Some argue that too many visitors disrupt the normal study and daily life of teachers and students. Li sees that as a management problem, not a reason to shut the gates.
"Most people who come to Peking University want to see Weiming Lake and the old historic buildings. They generally do not go into teaching buildings or dormitories. The university could easily separate teaching areas from scenic areas, and place reasonable limits on access to teaching spaces. But it cannot seal off the entire campus. Besides, the area around Weiming Lake is basically a park and should be open to the public."
That belief is why Li began his long-running standoff with campus security in 2008.
His position was clear: the guards had no right to check his ID. "You can call the police, and I will go to the station with you, but you have no right to stop me." He ended up at Yanyuan police station many times because of it. In the most serious scuffle, a guard accidentally fell during the altercation and then rather ceremoniously went to hospital for an injury assessment, which found nothing. Li was called in to give a statement and later paid the guard a small sum on humanitarian grounds.
After repeated clashes, the guards gradually got to know him and usually let him through. Li suspects Peking University's security department may even have a "list" telling guards not to hassle certain people. For a while, he and the guards reached a tacit understanding: at the gates he used most often, they recognized him and waved him through; at others, he could still be stopped. He also went to the security department and the president's office to argue that this style of management was unreasonable. The university, unsurprisingly, had its own explanations—too many visitors, disorder, and so on.

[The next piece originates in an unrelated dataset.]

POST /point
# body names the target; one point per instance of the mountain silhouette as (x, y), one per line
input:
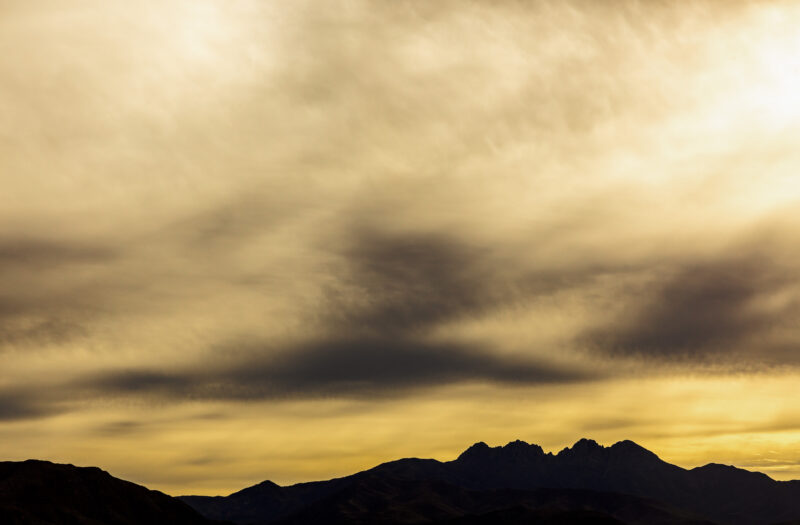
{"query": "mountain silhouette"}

This cat-and-mouse game entered a second phase in the autumn of 2019.
That was when Peking University began installing turnstiles and facial-recognition systems. Li recalls that the East Gate got them first, apparently promoted by the university as a technological advance in administration. From that point on, entry no longer meant just flashing an ID; it meant handing over biometric data. Li has never voluntarily registered his facial data. "Under the law, I have not authorized the university to use my biometric information." Worried that his face might still be scanned, he began using his backpack to block the facial-recognition screen as he passed through the gates.

Eventually, he stopped even doing that. He decided to simply vault the turnstiles.
"The barriers aren't that high. I can just lift a leg and step over them. Some even have gaps wide enough for me to squeeze through."
The guards, of course, would question him, and sometimes give chase. On one occasion, after Li vaulted the turnstile at the East Gate, a guard ran after him. Li broke into a run. By his own account, he was a poor sprinter in school, close to failing, but fairly good at long-distance running. Before long, the guard gave up running, got on a bicycle, and radioed in: "Target spotted."
Half-joking, Li told him, "Your fitness really isn't up to scratch. You still can't catch me?" The guard replied, "You do run fast, and this heavy coat is slowing me down." Li then showed his staff card and said that as long as the guard reported his name to his superiors, everything would be fine. And it was.
In recent years, this cat-and-mouse routine has become part of Li's daily life.
Once, while he was leaving campus, a guard told him to use facial recognition again.
"So it's this much trouble even to leave?" Li said he could not make sense of it.
The guard replied, "You leave the same way you came in."
Li immediately picked up on that. "That was exactly what I wanted to hear." He lifted his leg, stepped over the barrier on his way out, and told the guard, "This is how I came in."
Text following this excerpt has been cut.